I would say that they love the military, except they don’t really treat them very well, and no Republican administration has tried harder to reform the VA than Obama's has.

I would say that they love their god, except I don’t see how that could be, since they’ve made him out to be such an asshole. For one thing, he’s always causing homosexuals to be born, and then turning right around and trying to wipe them out with hurricanes and such. Hey Republican God, why not send a hurricane or typhoon or something to wipe out bin Laden, if you’re so simultaneously pro-America/handy with the catastrophic storms?

I would say that they love the flag, except they’re always disrespecting it by pretending that it represents their anger, or their insecurities about minorities, or their ignorance of our foreign policies, instead of what it really represents: The United States of America.

I love America. But America is not perfect. We’re like a family that way. It’s okay to say that. It’s okay to want to make it better. I mean, if you can’t even admit that we made some pretty bad decisions when we were younger, then I don’t even know how we can move forward at all.

And as a special message to those Americans who got their shit kicked by those floods in Tennessee: I’m sorry about what happened to you and your homes and your stuff. And it sucks that all that coverage of the world’s lamest terrorist, and the world’s shoddiest oil rig, pushed the spotlight off of you in your hour of need. Truly. The media was bored by your disaster, I guess, and it shouldn’t be that way. I could not agree more. I’m glad you banded together, and that your politicians are working with the various branches of government to enable your recovery. You have behaved admirably under unbelievable adversity, and that truly makes me feel proud to be an American.

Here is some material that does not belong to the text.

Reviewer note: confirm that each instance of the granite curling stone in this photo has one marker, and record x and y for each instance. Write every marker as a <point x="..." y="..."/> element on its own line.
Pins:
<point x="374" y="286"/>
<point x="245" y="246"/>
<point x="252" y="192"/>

But what hurts me, my brothers and sisters, is when you take what the media has done, and you construe it to mean that we don’t care about you because you are not New Orleans, nor Haiti. Or when you say that we only care about the things that Oprah tells us to care about. Whatever you think of our president, you weren’t cheated out of your due because you are white. It hurts me that you think that. That you maybe know in your heart it isn’t true, but say it anyway, hurts me even more.

Look, we don’t love you any less because of who you are, no matter who’s got his ass in the big chair in Washington. We love you the same, goddammit. That’s the whole point of it all, of everything we’re supposed to be about. So what good does it do to continue to count coup upon one another’s heads?